Afhankelijk van de ernst van de overtreding kunnen zij spelers of equipes die weigeren zich bij hun beslissingen neer te leggen uitsluiten voor een partij of diskwalificeren.

De scheidsrechter rapporteert toeschouwers die een licentie bezitten of door de bond geschorst zijn, en die door hun gedrag incidenten op het terrein veroorzaken, aan de bond. Deze maakt een tuchtzaak tegen betrokkenen aanhangig bij de commissie tuchtrechtspraak, die over de schuldvraag beslist en op te leggen straffen vaststelt.

Artikel 41     Samenstelling en beslissingen van de jury

Gevallen waarin dit reglement niet voorziet, worden voorgelegd aan de scheidsrechter die ze kan doorverwijzen naar de jury van het toernooi. Tegen beslissingen van de jury als bedoeld in deze alinea, is geen beroep mogelijk. Een jury bestaat uit ten minste drie en ten hoogste vijf leden.
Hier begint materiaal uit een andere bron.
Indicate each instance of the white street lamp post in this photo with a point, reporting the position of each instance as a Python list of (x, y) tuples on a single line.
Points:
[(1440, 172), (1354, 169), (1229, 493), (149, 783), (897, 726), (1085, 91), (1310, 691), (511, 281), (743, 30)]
Als de stemmen staken, is de stem van de voorzitter van de jury doorslaggevend.

GELDIGHEID

Dit reglement is vastgesteld door het uitvoerend bestuur van de Fédération Internationale de Pétanque et Jeu Provençal in december 2020 met als datum van inwerkingtreding 1 januari 2021.

Deze Nederlandse vertaling is vastgesteld door de reglementscommissie van de Nederlandse Jeu de Boules Bond en is van toepassing bij alle onder auspiciën van de NJBB te houden toernooien.